Neurophysiological and neurochemical basis of modern pruritus treatment


Sonja Ständer, MD, Clinical Neurodermatology, Department of Dermatology, University of Münster, Von-Esmarch-Strasse 58, D-48149 Münster, Germany, Tel.: +49 251 836504, Fax: +49 251 836522, e-mail:


Abstract:  Chronic pruritus of any origin is a frequent discomfort in daily medical practice, and its therapy is challenging. Frequently, the underlying origin may not be identified and symptomatic therapy is necessary. Conventional treatment modalities such as antihistamines often lack efficacy, and hence new therapeutic strategies are necessary. The neuronal mechanisms underlying chronic pruritus have been partly identified during the past years and offer new therapeutic strategies.
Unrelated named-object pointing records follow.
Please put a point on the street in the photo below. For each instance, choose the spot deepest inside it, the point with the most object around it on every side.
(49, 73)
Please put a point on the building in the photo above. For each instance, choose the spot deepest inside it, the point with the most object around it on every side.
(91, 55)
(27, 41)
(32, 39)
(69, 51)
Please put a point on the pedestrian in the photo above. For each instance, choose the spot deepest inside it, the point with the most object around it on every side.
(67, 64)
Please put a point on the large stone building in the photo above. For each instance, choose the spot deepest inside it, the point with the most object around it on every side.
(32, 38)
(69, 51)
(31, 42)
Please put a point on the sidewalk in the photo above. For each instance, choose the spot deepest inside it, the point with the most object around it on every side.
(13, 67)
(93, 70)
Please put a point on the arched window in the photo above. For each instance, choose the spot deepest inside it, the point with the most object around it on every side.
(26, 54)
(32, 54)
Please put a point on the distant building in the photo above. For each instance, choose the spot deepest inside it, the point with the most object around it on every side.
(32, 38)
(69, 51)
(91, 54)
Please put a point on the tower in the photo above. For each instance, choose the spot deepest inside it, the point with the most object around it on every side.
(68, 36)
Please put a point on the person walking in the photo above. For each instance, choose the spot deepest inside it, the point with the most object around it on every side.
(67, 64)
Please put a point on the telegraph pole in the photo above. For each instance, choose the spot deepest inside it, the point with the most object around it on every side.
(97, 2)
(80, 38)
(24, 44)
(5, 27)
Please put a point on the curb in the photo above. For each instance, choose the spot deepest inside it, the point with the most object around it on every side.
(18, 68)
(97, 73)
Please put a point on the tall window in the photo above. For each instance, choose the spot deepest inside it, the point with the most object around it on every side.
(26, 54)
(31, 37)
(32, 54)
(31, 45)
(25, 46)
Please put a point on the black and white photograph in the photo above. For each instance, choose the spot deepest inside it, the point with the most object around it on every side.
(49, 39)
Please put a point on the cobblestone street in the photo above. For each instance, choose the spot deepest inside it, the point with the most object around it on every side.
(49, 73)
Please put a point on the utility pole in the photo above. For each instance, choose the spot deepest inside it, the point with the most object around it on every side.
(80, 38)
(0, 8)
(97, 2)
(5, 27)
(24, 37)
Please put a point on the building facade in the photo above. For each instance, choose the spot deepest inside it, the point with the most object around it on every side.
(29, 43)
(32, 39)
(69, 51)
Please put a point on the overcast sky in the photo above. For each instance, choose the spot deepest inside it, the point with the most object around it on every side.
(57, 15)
For example, mast cell degranulation, activation of neuroreceptors on sensory nerve fibres and neurogenic inflammation have been identified to be involved in induction and chronification of the symptom. Accordingly, controlling neuroreceptors such as cannabinoid receptors by agonists or antagonists showed high antipruritic efficacy. Pruritus is transmitted to the central nervous system by specialized nerve fibres and sensory receptors. It has been demonstrated that pruritus and pain have their own neuronal pathways with broad interactions. Accordingly, classical analgesics for neuropathic pain (gabapentin, antidepressants) also exhibit antipruritic efficacy upon clinical use. In summary, these recent developments show that highlighting the basis of pruritus offers modern neurophysiological and neurochemical therapeutic models and the possibility to treat patients with refractory itching of different origin.